As the second third begins, the earthiness ramps up to become even with the oak while the creaminess and citrus note are in the background. At a half inch in, the cream drops from the profile and it is now oak and earth up front with some citrus in the background. The retrohale has also lost the cream and it is earth with a slight bit of the citrus note. At an inch in, some of the cream rejoins the profile. At an inch and a half, the cream increases a bit more as the citrus note is now very faint. As the third comes to a close, the retrohale has gained the cream back and is primarily earthiness with a slight bit of the citrus note. The strength in this third was slightly above medium.
Not a whole lot has changed since the beginning third. The profile is still a medium bodied and strength delivery of light black pepper, hay, dry nuts and aged cigar. The only changes are the earth bitterness, which now has the effect of tannins especially noticeable on the edges of my tongue and an introduction of dry red chili heat lingering on the palate.
As the final third begins, the earthiness has taken the lead over the oak. The cream is still present, but the citrus note is now hard to find. At a half inch in, the cream and citrus have completely left the profile and the earth is still up front with the oak not far behind. At an inch in, the citrus comes back as a decent spicy note to mix with the earth and wood. This is how the cigar finishes out. The strength in this third remained at slightly above medium.
The last third stays its course. Profile still is soft black pepper, hay, dry nuts and aged cedar with a finish providing dry red chili heat and tannins on the palate. Strength and body shows no changes as it is still medium.
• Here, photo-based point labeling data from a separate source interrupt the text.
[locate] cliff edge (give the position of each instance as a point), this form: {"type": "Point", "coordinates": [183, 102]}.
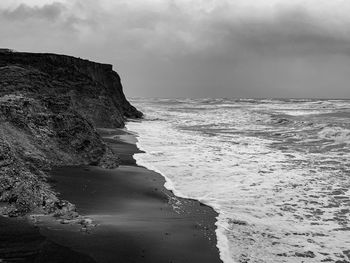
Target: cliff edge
{"type": "Point", "coordinates": [49, 107]}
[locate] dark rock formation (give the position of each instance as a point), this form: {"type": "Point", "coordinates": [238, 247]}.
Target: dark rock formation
{"type": "Point", "coordinates": [49, 108]}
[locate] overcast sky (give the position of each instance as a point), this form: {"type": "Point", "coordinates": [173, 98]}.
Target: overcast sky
{"type": "Point", "coordinates": [197, 48]}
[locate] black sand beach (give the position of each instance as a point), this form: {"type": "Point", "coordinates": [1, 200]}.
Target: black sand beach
{"type": "Point", "coordinates": [138, 220]}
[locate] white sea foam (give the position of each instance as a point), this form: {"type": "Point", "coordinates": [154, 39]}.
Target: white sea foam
{"type": "Point", "coordinates": [280, 190]}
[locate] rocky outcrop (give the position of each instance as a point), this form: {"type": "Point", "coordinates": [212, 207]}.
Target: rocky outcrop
{"type": "Point", "coordinates": [49, 108]}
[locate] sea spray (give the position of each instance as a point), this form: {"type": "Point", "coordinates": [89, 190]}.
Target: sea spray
{"type": "Point", "coordinates": [276, 171]}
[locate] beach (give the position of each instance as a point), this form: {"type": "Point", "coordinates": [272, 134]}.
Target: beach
{"type": "Point", "coordinates": [133, 217]}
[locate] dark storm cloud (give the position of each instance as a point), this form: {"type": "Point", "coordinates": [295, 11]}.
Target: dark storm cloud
{"type": "Point", "coordinates": [196, 48]}
{"type": "Point", "coordinates": [24, 11]}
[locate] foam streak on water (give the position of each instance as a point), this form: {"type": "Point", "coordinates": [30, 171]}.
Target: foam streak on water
{"type": "Point", "coordinates": [276, 171]}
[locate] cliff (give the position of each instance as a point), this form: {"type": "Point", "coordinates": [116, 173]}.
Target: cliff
{"type": "Point", "coordinates": [49, 108]}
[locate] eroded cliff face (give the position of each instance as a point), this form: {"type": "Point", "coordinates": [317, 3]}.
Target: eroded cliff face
{"type": "Point", "coordinates": [49, 108]}
{"type": "Point", "coordinates": [94, 90]}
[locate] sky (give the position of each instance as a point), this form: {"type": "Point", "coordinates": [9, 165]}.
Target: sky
{"type": "Point", "coordinates": [197, 48]}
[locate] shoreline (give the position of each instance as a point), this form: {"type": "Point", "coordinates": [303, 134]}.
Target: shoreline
{"type": "Point", "coordinates": [138, 219]}
{"type": "Point", "coordinates": [222, 241]}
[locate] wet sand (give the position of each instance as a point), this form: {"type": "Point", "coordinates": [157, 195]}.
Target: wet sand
{"type": "Point", "coordinates": [20, 241]}
{"type": "Point", "coordinates": [138, 220]}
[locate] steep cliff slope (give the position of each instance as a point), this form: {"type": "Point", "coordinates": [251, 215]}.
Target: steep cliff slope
{"type": "Point", "coordinates": [49, 108]}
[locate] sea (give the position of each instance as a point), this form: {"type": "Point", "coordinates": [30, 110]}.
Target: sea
{"type": "Point", "coordinates": [277, 171]}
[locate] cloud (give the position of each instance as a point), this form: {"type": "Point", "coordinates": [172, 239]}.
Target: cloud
{"type": "Point", "coordinates": [194, 45]}
{"type": "Point", "coordinates": [23, 12]}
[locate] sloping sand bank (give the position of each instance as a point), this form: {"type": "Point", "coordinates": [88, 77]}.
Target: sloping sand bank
{"type": "Point", "coordinates": [138, 220]}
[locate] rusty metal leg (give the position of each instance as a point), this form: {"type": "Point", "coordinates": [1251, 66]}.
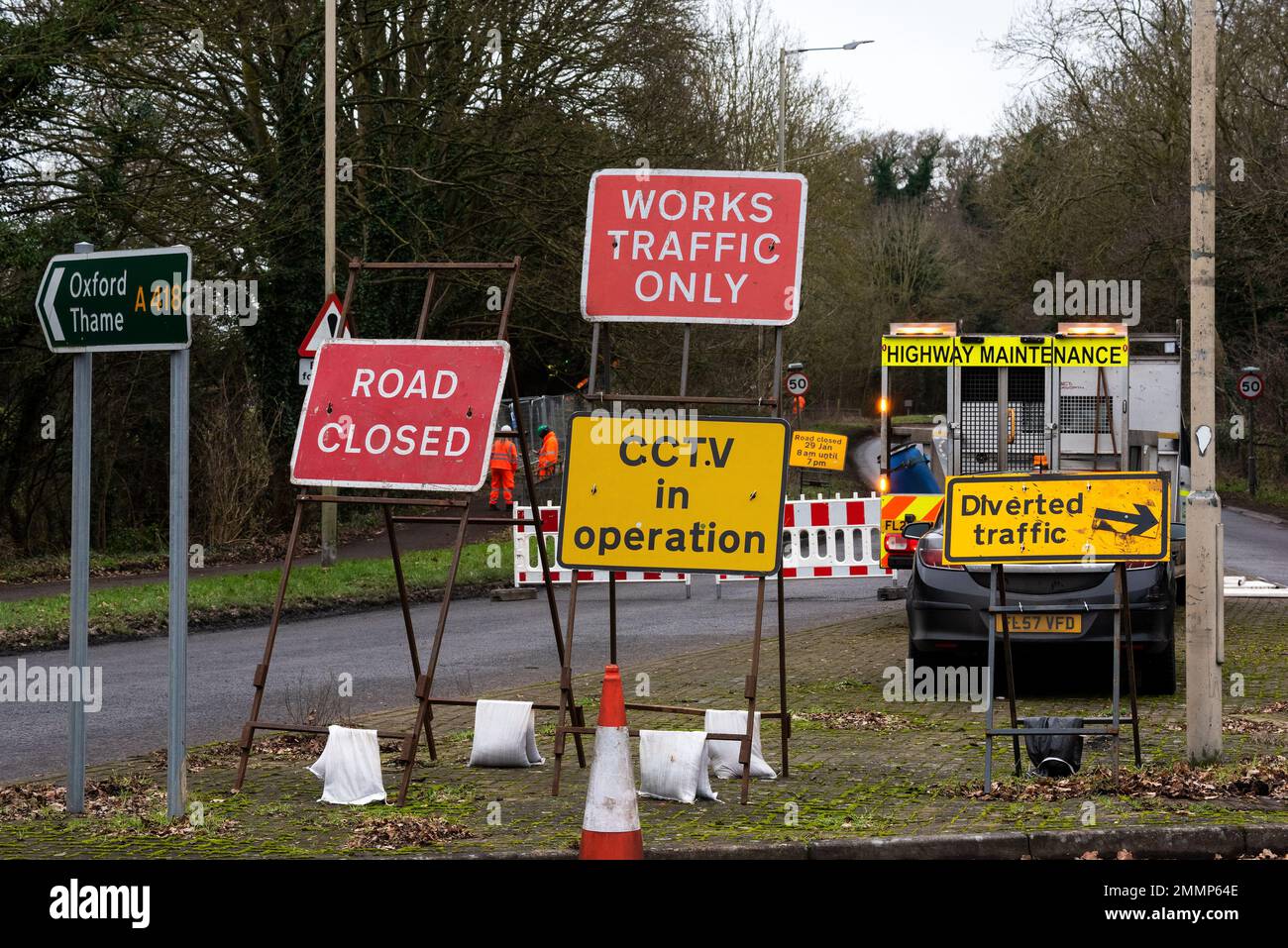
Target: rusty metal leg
{"type": "Point", "coordinates": [542, 553]}
{"type": "Point", "coordinates": [612, 617]}
{"type": "Point", "coordinates": [408, 756]}
{"type": "Point", "coordinates": [786, 720]}
{"type": "Point", "coordinates": [750, 691]}
{"type": "Point", "coordinates": [1125, 597]}
{"type": "Point", "coordinates": [566, 704]}
{"type": "Point", "coordinates": [402, 594]}
{"type": "Point", "coordinates": [425, 685]}
{"type": "Point", "coordinates": [408, 751]}
{"type": "Point", "coordinates": [1010, 665]}
{"type": "Point", "coordinates": [262, 669]}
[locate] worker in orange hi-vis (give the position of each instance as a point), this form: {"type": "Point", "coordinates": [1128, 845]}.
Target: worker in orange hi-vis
{"type": "Point", "coordinates": [548, 460]}
{"type": "Point", "coordinates": [505, 462]}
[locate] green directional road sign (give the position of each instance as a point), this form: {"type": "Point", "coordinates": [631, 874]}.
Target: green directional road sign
{"type": "Point", "coordinates": [116, 300]}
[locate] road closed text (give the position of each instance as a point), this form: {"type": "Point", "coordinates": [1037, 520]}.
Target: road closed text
{"type": "Point", "coordinates": [415, 415]}
{"type": "Point", "coordinates": [426, 441]}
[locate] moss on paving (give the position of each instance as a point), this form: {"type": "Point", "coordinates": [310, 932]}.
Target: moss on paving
{"type": "Point", "coordinates": [844, 782]}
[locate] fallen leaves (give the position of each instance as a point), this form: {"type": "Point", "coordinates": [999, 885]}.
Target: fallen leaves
{"type": "Point", "coordinates": [133, 796]}
{"type": "Point", "coordinates": [854, 720]}
{"type": "Point", "coordinates": [402, 832]}
{"type": "Point", "coordinates": [1263, 777]}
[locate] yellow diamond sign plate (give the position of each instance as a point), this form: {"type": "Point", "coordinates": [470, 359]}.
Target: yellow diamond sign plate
{"type": "Point", "coordinates": [1057, 518]}
{"type": "Point", "coordinates": [696, 494]}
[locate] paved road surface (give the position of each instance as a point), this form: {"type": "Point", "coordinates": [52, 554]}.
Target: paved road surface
{"type": "Point", "coordinates": [487, 646]}
{"type": "Point", "coordinates": [1256, 545]}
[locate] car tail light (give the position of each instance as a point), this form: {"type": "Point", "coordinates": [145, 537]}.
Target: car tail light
{"type": "Point", "coordinates": [897, 543]}
{"type": "Point", "coordinates": [930, 552]}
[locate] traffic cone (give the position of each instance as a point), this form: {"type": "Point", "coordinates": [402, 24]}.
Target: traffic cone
{"type": "Point", "coordinates": [610, 827]}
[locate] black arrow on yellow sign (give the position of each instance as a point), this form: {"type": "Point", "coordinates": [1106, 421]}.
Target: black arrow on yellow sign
{"type": "Point", "coordinates": [1141, 520]}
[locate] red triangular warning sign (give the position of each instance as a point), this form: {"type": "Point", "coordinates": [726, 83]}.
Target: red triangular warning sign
{"type": "Point", "coordinates": [323, 327]}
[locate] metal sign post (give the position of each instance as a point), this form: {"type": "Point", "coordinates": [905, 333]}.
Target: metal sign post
{"type": "Point", "coordinates": [77, 631]}
{"type": "Point", "coordinates": [176, 753]}
{"type": "Point", "coordinates": [123, 300]}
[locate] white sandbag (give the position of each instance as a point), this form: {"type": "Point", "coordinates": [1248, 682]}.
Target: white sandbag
{"type": "Point", "coordinates": [724, 754]}
{"type": "Point", "coordinates": [674, 766]}
{"type": "Point", "coordinates": [349, 767]}
{"type": "Point", "coordinates": [505, 734]}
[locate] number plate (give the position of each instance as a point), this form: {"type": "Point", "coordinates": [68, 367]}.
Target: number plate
{"type": "Point", "coordinates": [1041, 622]}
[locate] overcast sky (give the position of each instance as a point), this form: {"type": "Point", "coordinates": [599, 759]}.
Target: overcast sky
{"type": "Point", "coordinates": [931, 64]}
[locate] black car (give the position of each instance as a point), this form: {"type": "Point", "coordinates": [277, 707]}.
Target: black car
{"type": "Point", "coordinates": [948, 607]}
If you were driving through my neighborhood, you’d be hard pressed not to think I was burning a pile of leaves in my backyard with the amount of smoke this cigar produced. The burn line was a bit wavy throughout but never needed any attention. The ash held on in inch and a quarter increments.
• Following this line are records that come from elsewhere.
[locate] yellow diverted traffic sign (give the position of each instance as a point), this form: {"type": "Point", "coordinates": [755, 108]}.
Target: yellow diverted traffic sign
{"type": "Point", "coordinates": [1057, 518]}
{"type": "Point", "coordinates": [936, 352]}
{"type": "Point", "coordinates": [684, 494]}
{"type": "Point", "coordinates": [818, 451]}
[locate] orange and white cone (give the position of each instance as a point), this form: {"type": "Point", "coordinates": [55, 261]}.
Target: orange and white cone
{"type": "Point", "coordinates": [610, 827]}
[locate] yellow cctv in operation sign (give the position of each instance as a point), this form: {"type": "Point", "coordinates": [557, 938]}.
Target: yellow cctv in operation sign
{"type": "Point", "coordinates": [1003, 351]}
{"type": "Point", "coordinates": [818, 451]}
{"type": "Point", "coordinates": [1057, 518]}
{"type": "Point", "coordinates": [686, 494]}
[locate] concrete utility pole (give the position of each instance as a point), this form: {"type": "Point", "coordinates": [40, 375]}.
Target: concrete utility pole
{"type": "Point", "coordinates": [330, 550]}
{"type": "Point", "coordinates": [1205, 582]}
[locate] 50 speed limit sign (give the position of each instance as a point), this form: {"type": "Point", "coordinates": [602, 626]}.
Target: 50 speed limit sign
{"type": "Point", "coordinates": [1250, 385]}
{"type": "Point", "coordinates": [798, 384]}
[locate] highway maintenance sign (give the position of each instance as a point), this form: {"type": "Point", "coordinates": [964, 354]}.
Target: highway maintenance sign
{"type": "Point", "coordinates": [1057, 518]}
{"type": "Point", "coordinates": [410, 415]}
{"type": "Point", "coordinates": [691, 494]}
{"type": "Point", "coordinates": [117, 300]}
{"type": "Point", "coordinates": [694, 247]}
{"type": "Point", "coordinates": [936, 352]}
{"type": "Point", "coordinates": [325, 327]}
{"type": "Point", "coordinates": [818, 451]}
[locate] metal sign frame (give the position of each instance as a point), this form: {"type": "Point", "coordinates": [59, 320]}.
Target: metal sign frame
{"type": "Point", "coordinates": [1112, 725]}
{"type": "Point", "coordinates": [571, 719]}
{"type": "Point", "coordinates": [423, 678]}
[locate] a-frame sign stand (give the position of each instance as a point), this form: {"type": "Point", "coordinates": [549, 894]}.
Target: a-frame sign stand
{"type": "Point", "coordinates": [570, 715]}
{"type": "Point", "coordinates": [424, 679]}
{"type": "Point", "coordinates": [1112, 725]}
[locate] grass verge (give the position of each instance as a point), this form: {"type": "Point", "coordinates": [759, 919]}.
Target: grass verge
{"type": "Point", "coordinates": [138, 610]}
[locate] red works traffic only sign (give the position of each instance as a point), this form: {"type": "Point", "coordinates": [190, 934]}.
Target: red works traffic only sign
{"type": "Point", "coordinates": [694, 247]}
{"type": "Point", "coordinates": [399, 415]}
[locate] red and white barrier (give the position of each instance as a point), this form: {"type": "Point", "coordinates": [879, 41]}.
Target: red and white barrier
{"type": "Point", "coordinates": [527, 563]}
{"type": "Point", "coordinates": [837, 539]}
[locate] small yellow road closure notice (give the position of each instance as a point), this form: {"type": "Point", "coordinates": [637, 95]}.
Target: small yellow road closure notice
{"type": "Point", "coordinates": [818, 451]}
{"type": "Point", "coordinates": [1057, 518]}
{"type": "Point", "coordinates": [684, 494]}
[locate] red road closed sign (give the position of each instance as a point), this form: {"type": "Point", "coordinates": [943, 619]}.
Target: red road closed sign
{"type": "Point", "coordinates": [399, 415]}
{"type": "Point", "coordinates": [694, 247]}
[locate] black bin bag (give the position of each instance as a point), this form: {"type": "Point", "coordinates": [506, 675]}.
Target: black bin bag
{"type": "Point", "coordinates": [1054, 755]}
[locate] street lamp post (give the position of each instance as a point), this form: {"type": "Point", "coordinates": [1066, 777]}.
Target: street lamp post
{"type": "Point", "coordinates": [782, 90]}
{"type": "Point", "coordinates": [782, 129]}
Burn performance was nothing short of perfection. Tight ashes, cool and slow burn, insane smoke production and fairly even burn with no use for re-lights or touch-ups.
The draw was perfect with just the right amount of resistance that I prefer.
I think this cigar is going to be a bit polarizing with some people really liking it and others not liking it, but not sure many people will fall in the middle. I fall on the side of really liking it. The flavor profile is quite interesting with the wood notes and heavy earthiness along with the unique citrus note. Construction was excellent and this cigar just poured out smoke. The FSG tobacco project is very interesting and with smoking this cigar, and other vitolas, has me very interested in trying some of the other brands/lines that use this tobacco. I highly recommend getting one to see if the flavors are ones you enjoy as it may open up a new range of cigars for you to try.
Striking the perfect balance between air flow and resistance, the draw was top notch.
I find the Drew Estate FSG Toro to be on the less bolder side of Drew Estate. The flavors held together well giving namely a non-spice forward delivery of flavors on the mouth draws with a nice layered dry red chili heat and tannins to wrap up on the finish. I’m unsure how the Florida grown corojo adds to the profile (perhaps the spiced finished), but I’m not too concerned about it as the overall presented flavor delivery worked well.